Rose rosette is a novel threat to seemingly all cultivars of roses, even those previously known and used specifically for their disease resistance. Symptoms include: increased shoot elongation, reddish discoloration of shoots and foliage, abundant clustering of small shoots (also called “witches broom”), spiraling growth of main stem, less space between leaf shoots, distorted leaves, prolific thorns, mottled blooms, deformed buds or flowers and decrease in winter hardiness. A virus has been identified as the cause of rose rosette disease, aptly names “rose rosette virus” or RRV. It appears to be vector borne, transmitted via eriophyd mites.
This month, the USDA’s National Institute of Food and Agriculture announced nearly $4.6 billion in funding to research, mitigate and manage this devastating disease.
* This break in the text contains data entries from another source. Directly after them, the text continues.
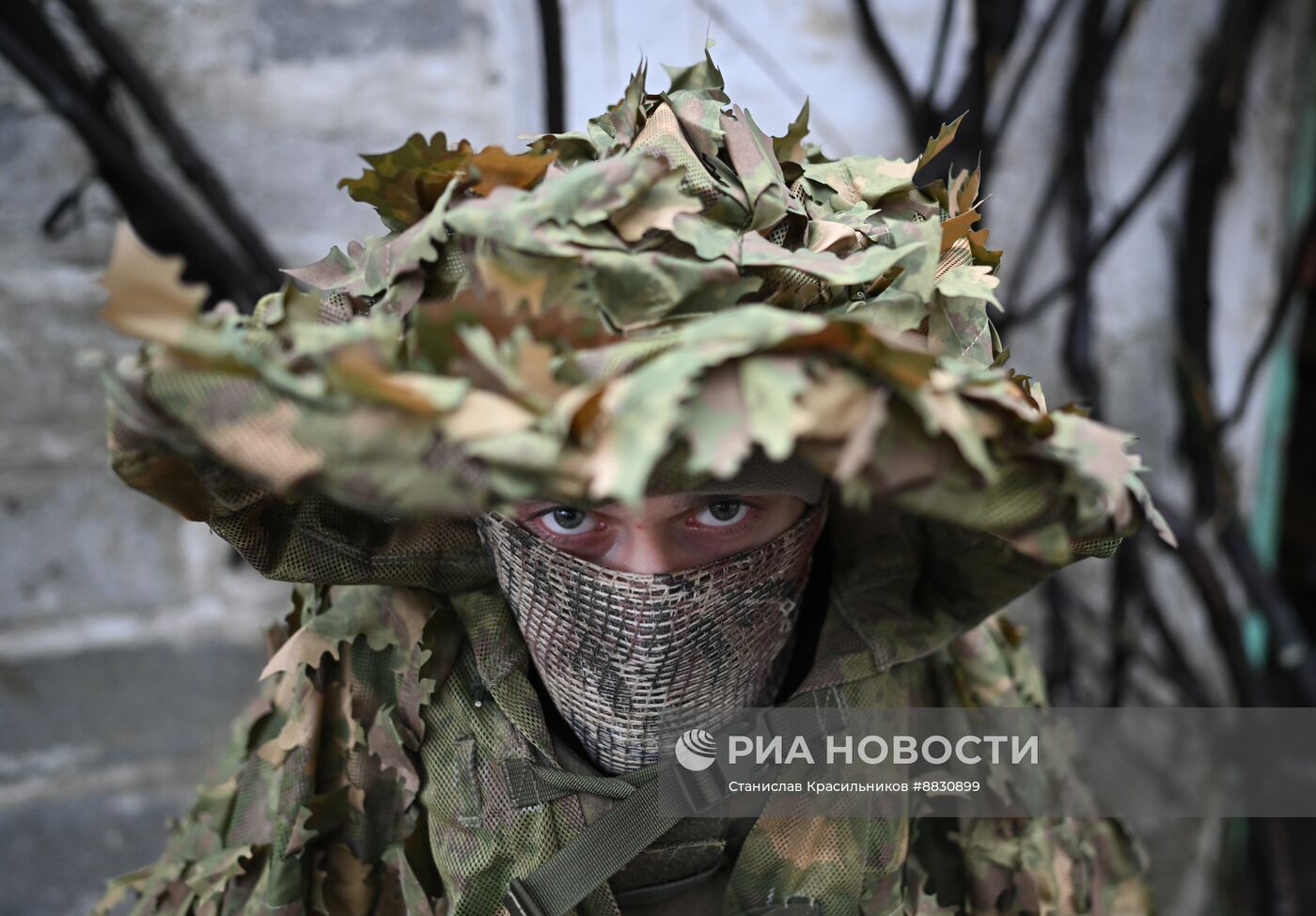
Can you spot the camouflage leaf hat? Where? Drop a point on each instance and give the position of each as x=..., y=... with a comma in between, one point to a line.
x=668, y=294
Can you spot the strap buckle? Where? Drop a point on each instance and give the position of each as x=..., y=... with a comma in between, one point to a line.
x=520, y=902
x=704, y=788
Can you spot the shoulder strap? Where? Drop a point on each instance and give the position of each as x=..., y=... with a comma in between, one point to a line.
x=621, y=832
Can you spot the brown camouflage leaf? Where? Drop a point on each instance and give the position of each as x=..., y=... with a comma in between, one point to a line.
x=303, y=647
x=405, y=183
x=957, y=228
x=148, y=298
x=496, y=167
x=486, y=413
x=941, y=141
x=351, y=885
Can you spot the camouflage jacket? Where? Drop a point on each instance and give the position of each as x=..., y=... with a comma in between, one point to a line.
x=368, y=777
x=670, y=282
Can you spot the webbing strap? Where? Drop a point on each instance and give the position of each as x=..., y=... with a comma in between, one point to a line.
x=641, y=816
x=603, y=847
x=532, y=784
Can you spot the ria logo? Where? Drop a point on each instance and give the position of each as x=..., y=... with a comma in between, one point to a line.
x=697, y=749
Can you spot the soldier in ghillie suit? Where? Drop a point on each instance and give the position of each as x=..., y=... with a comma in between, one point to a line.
x=658, y=400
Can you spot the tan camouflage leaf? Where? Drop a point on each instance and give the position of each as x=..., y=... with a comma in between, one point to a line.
x=826, y=236
x=533, y=362
x=957, y=228
x=772, y=387
x=496, y=167
x=486, y=413
x=832, y=406
x=516, y=281
x=300, y=731
x=359, y=368
x=263, y=445
x=148, y=298
x=966, y=194
x=657, y=210
x=982, y=255
x=941, y=141
x=349, y=885
x=716, y=424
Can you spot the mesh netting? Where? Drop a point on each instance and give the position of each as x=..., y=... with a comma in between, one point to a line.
x=632, y=660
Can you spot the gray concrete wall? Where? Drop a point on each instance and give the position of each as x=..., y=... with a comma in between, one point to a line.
x=127, y=636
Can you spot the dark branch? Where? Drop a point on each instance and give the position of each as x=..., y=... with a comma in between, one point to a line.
x=1028, y=68
x=881, y=50
x=125, y=68
x=555, y=75
x=1300, y=272
x=938, y=55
Funding is being provided through the Specialty Crop Research Initiative, as a part of the 2014 Farm Bill. Garden roses contribute $400 million to the country’s landscape industry annually, RRV has the potential to be an overwhelming economic loss.
Research being funded by the USDA grant will include working with private growers and breeders to develop rose rosette-resistant breeding germplasm and molecular markers. This will aid in the efficient and efficacy of integrating resistance into commercial roses, developing diagnostic tools and best management practices, monitoring and tracking the disease and collecting data regarding consumer and grower preferences for rose traits, and marketing or economic barriers.
Dr. David Byrne of the Texas A&M AgriLife Research is leading the research project which kicked off with the industry-sponsored Rose Rosette Summit in April. The summit was able to get all concerned parties into one room to discuss the problem with input from all perspectives. A framework was developed as well as a website dedicated to the national study and ever evolving action plans. The research team, led by Dr. Byrne, consists of experts from across the nation in plant pathology, entomology, plant breeding and genetics, best management practices, diagnostics, molecular genetics and economics. This team will enjoy substantial industry support and will collaborate with rose growers in California, Connecticut, Pennsylvania, Wisconsin and The Plant Research Institute in the Netherlands.